Scram Sha Client Authentication Example

This example provide a simple java based ScramSha256 HTTP client for authenticating with a Niagara 4.0 station. HTTP digest requires that the server store passwords in a reversible form. This goes against security best practices for storing credentials and is not supported by the standard Niagara station digest authentication scheme.

The ScramSha256Client provided is a condensed form and is missing a few optimization that the may prove to be beneficial.

In the AuthClientExample class is a reference to an inner class called the TrustModifier class. This class is for demonstration purposes only and SHOULD NOT be used in production under any circumstance. It may be tempting to say “It’s not that big of a deal!” That would be completely incorrect and use of the class completely invalidates the use of TLS since identity can no longer be trusted (non-repudiation).

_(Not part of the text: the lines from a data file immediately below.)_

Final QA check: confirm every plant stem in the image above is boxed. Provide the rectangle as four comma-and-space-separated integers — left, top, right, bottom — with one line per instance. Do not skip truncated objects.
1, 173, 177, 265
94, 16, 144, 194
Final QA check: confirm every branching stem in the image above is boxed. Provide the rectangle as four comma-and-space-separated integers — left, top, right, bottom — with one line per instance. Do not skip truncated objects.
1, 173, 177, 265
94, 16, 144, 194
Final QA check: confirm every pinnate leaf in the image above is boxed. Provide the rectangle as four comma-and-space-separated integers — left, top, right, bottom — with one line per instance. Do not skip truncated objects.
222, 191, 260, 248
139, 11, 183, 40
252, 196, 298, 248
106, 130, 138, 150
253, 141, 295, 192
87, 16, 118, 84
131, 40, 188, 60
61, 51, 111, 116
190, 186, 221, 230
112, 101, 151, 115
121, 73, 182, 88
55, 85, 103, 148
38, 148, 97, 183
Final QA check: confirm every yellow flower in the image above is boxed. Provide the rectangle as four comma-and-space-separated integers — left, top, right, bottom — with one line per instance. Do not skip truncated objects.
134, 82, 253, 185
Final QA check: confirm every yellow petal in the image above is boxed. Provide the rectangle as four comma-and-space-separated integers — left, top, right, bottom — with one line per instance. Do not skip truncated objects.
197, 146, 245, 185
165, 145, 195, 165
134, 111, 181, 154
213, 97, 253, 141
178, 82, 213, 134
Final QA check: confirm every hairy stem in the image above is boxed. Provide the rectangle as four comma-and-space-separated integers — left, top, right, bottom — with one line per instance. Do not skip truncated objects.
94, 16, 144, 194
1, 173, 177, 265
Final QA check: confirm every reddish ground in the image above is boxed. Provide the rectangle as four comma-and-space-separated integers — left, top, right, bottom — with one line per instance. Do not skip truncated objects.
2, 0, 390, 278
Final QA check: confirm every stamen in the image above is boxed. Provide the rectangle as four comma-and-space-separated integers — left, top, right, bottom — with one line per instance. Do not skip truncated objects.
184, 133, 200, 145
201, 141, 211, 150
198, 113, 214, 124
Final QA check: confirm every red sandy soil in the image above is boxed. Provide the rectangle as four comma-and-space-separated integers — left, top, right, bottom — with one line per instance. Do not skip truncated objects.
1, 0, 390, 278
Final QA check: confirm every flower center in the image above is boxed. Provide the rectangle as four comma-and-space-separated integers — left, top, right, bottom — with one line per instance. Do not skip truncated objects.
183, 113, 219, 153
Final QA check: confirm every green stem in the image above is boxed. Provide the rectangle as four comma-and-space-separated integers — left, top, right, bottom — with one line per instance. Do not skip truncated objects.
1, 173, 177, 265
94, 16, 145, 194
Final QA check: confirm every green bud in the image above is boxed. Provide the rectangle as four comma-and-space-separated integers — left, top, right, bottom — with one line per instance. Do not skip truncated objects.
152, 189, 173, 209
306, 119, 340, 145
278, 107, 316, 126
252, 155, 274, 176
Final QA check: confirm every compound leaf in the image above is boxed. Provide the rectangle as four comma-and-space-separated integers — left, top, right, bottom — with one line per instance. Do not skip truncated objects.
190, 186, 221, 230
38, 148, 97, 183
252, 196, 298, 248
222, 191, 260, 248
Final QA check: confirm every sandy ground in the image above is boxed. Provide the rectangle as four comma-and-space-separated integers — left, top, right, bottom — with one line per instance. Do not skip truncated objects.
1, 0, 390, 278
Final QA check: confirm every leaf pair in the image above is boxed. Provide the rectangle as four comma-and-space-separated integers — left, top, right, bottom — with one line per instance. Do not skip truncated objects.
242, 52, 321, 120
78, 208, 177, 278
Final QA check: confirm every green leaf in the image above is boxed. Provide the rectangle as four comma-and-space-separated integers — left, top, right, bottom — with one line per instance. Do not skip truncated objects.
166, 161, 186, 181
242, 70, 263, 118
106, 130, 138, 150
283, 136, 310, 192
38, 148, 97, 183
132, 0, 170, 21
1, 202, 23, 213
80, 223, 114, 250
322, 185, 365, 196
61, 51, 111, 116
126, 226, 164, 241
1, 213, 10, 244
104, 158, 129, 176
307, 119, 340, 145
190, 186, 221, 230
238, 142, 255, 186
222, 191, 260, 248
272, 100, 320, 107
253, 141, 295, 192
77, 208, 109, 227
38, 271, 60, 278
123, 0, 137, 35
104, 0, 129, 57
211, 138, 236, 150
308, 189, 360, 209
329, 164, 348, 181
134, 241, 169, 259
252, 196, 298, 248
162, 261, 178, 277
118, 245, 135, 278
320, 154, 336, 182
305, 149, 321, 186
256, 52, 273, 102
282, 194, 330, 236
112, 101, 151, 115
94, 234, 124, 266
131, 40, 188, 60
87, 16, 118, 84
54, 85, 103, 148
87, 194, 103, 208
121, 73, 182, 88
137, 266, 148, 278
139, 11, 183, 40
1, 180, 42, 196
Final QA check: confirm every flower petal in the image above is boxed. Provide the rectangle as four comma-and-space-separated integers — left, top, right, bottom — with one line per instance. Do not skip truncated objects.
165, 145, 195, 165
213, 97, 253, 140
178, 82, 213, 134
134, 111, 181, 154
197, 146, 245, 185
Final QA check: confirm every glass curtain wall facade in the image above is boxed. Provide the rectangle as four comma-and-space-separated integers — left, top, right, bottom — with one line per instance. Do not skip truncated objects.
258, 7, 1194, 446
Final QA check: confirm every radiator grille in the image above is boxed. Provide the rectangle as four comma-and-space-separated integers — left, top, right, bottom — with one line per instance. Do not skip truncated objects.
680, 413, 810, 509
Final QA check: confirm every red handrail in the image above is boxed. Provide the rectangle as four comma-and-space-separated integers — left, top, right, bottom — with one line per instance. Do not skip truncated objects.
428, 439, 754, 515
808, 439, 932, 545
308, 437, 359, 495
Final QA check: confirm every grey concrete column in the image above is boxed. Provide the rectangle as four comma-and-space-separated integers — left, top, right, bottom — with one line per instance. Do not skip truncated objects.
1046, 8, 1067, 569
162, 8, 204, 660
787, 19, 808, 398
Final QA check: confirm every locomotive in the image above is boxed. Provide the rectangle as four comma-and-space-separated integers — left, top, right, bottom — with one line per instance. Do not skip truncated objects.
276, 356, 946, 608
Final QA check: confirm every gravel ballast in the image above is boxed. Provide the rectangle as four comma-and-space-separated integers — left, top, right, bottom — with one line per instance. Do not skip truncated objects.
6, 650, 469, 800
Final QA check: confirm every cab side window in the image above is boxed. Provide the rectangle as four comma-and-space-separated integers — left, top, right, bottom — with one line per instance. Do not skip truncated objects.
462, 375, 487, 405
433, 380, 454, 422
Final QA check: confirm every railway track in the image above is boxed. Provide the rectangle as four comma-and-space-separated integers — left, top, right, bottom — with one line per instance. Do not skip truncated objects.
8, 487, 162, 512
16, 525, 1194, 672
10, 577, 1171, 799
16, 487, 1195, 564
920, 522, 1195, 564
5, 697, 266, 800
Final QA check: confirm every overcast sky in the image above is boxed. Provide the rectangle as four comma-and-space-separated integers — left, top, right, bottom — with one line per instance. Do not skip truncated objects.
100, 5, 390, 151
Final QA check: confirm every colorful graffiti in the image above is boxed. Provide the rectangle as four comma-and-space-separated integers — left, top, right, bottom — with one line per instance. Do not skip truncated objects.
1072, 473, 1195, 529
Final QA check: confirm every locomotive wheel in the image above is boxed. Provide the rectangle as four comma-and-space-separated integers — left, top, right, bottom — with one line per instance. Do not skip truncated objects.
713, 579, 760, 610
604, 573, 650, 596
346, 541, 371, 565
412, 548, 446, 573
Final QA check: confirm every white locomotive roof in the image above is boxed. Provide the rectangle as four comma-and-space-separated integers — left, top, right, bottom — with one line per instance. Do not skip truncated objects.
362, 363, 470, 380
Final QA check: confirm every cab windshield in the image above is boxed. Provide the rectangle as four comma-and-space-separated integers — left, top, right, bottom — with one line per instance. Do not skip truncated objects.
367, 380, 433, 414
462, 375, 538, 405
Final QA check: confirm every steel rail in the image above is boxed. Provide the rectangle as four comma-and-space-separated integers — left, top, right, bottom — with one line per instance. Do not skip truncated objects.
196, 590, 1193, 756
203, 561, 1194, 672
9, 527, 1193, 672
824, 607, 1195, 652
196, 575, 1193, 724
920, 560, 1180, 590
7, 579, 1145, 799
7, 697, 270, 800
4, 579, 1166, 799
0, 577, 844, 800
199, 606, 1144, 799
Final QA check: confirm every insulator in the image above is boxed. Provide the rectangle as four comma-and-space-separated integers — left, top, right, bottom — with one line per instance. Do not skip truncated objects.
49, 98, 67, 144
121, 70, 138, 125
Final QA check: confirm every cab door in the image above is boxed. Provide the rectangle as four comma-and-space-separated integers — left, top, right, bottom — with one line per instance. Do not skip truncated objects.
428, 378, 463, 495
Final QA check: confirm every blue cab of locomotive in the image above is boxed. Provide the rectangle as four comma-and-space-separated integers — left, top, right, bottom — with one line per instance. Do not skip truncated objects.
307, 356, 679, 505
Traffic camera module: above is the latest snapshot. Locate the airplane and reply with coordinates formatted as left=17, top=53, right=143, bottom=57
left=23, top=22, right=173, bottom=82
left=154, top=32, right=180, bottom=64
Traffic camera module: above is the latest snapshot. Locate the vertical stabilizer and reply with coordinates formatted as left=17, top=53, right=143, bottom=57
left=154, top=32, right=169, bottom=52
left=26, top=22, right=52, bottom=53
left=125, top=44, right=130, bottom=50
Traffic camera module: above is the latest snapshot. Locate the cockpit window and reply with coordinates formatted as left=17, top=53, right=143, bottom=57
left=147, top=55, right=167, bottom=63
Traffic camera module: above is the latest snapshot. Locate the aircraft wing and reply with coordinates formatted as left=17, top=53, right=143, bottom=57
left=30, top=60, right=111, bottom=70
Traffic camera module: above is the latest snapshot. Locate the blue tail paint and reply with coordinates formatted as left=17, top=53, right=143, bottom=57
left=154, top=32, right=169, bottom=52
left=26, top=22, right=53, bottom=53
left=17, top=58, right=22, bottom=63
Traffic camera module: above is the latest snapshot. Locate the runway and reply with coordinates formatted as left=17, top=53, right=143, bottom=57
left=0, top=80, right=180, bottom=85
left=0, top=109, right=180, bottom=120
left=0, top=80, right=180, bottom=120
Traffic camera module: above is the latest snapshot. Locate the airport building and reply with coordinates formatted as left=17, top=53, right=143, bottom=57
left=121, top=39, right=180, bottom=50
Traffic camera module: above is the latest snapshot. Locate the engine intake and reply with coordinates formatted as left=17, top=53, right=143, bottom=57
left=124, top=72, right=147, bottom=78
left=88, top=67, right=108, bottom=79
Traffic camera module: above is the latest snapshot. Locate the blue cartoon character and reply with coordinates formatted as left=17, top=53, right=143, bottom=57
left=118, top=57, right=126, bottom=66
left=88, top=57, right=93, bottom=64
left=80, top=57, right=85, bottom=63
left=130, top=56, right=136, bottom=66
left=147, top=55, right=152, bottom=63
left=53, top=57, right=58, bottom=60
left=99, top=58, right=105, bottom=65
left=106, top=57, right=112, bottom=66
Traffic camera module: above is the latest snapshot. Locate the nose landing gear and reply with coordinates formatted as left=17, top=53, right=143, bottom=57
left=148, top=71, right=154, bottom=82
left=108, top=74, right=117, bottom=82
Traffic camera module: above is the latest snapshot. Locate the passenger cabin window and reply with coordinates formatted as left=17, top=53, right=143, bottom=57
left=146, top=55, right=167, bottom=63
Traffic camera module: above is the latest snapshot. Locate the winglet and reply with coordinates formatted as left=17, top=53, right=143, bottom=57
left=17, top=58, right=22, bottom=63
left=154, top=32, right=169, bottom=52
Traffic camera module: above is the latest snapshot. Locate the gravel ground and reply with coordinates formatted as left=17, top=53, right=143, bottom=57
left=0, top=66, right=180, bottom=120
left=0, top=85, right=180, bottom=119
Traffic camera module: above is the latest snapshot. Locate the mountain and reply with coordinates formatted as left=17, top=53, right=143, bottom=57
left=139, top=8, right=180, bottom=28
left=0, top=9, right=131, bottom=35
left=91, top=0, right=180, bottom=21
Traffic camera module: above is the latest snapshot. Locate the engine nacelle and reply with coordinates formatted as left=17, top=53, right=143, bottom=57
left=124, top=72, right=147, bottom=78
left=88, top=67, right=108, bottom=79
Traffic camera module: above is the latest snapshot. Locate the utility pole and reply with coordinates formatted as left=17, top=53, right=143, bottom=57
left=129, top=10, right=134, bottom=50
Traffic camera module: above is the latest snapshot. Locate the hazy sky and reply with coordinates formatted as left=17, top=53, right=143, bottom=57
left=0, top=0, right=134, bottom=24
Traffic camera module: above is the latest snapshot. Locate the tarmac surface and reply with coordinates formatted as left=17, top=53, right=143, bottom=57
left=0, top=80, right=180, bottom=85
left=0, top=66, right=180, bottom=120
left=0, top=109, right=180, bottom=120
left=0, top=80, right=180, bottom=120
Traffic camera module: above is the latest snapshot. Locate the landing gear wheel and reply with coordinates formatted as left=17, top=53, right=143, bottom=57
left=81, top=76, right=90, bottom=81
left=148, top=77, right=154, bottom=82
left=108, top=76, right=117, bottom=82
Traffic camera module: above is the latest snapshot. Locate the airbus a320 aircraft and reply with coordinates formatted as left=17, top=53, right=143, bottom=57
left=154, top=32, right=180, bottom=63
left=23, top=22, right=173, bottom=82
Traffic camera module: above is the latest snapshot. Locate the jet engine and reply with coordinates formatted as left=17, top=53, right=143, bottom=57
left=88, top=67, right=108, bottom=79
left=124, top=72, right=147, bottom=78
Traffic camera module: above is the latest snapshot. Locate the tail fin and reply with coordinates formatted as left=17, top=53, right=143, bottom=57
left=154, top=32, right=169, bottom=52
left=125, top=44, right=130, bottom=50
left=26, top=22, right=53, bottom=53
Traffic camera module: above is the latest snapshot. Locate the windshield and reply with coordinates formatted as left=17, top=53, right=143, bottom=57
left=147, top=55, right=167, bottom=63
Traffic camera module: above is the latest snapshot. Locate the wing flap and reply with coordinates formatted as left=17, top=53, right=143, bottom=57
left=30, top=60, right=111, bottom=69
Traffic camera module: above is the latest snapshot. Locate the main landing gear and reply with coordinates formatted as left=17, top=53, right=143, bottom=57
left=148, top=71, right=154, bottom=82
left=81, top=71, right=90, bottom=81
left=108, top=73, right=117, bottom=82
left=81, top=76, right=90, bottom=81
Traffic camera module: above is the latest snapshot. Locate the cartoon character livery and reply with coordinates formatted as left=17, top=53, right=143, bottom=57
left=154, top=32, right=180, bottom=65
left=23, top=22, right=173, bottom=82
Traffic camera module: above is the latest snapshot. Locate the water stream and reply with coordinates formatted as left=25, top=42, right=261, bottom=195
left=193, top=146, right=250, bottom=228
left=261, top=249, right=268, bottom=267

The main argument for the example is of the form http[s]://<username>:<password>@<host>[:<port>] [<client_type>]. If the username or password uses any reserved html characters, make sure they are url encoded.

client_type can be ax, n4, or n4header. Default is n4header. n4header refers to the header authentication mechanism added in Niagara 4.4. This mechanism is not supported in N4 stations prior to 4.4. n4 client_type should be used for pre-4.4 stations.

References

Sample Code

The example code with supporting gradle scripts can be found in the dev/authClientExample folder of the downloaded image.